Quadrant Project External Fellows, 2009-2010
Klaus Høyer will be in residence in spring semester with the Health and Society Quadrant, working on the project "Ex-changing the Human Body." The existing literature on human tissue exchanges tends to focus on commodification of the "body" through "market" exchange as if everybody agreed on the meaning of these words. Prof. Høyer emphasizes the moral agency involved in setting up such exchanges, and points to new and hitherto unexplored aspects of tissue exchanges, in particular in relation to the ways in which money changes hands and tissue interacts with new understandings of the body. Prof. Høyer is in the department of Health Services Research at the University of Copenhagen.
Matt Huber is in residence fall semester with the Environment, Culture, and Sustainability Quadrant, working on the project "Energizing Neoliberalism: Oil and the Cultural Politics of Price." Building off his doctoral work that covered the period from 1930 to 1972, he examines the oil price "shocks" of the 1970s and the shifting cultural politics of oil prices over the last three decades.

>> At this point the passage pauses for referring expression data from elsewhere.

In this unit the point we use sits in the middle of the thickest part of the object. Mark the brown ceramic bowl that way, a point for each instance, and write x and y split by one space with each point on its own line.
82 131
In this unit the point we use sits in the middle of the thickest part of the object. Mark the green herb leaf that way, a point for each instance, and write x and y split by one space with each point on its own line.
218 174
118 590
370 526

Specifically, he is interested in understanding the relationship between neoliberalization and the increasing role of financial markets in oil price formation. Dr. Huber received his PhD in Geography from Clark University in 2009.
Reecia Orzeck will be in residence in spring semester with the Global Cultures Quadrant. In her project, “On International Law: A Political-Economic Critique,” Professor Orzeck argues that, while the United States left has spent much of the last eight years defending the institutions and principles associated with public international law, its use and defense of that law must be accompanied by an investigation of it. This project critically reconstructs international law in order to uncover, first, the nature of international law’s relationship to imperialism, and second, the means by which this relationship remains mystified. Professor Orzeck is in the Department of Geography at the University of Vermont.

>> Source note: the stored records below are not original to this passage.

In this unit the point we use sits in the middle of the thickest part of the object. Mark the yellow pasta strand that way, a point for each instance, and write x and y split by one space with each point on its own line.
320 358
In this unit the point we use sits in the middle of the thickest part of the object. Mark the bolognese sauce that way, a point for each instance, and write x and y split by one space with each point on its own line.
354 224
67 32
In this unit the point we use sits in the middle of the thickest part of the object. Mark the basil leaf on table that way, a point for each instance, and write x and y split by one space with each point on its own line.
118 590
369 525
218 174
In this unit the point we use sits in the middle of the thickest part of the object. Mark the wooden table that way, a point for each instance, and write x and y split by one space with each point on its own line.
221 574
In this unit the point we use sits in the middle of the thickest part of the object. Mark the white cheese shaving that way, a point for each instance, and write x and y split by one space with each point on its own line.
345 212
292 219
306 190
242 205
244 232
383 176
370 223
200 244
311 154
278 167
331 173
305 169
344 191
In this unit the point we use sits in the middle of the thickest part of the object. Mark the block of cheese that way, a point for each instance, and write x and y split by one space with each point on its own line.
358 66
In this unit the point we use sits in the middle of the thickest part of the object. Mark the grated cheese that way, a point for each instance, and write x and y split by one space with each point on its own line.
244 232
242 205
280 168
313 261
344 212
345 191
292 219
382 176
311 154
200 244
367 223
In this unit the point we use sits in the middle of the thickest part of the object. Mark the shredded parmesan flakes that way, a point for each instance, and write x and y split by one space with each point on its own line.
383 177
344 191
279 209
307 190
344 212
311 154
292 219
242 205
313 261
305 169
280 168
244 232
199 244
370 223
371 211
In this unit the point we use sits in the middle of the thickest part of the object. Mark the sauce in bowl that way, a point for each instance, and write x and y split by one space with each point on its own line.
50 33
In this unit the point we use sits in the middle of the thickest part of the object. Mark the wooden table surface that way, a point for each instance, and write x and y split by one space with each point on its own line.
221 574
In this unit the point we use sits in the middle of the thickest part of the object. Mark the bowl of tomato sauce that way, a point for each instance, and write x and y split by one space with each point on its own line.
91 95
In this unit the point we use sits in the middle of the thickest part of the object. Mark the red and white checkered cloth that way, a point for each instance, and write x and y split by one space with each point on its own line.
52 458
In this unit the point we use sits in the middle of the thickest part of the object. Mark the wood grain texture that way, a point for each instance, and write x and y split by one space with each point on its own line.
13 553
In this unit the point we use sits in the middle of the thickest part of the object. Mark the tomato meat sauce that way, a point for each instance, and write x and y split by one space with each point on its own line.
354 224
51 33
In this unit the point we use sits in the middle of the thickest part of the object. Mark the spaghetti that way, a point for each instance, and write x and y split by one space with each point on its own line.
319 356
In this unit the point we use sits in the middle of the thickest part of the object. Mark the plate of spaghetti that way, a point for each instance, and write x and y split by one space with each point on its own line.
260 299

Kelly Quinn will be in residence in spring semester with the Design, Architecture, and Culture Quadrant, , working on “Hilyard R. Robinson: Modern Architecture and Professional Place-making.” This project is a biography of an African-American architect whose work includes a modern housing program built by and for African Americans in the District of Columbia during the early part of the 20th century. Prof. Quinn is in the American studies department at Miami University in Oxford, Ohio.
Lisa Uddin is in residence fall semester with the Environment, Culture, and Sustainability Quadrant, working on the project "Breeding Grounds: Race and Renewal in American Zoos." Her project examines the turn to environmentalist animal displays in American zoos of the 1960s and 70s as channels for the revitalization of white public culture in U.S. urban regions. In these decades, amidst maturing discourse of urban decay that pathologized a black underclass, middle-class Americans of myriad ethnic backgrounds made use of imagined and built environments to help fashion themselves as racially white. Prof. Uddin received her PhD in Visual and Cultural Studies from the University of Rochester.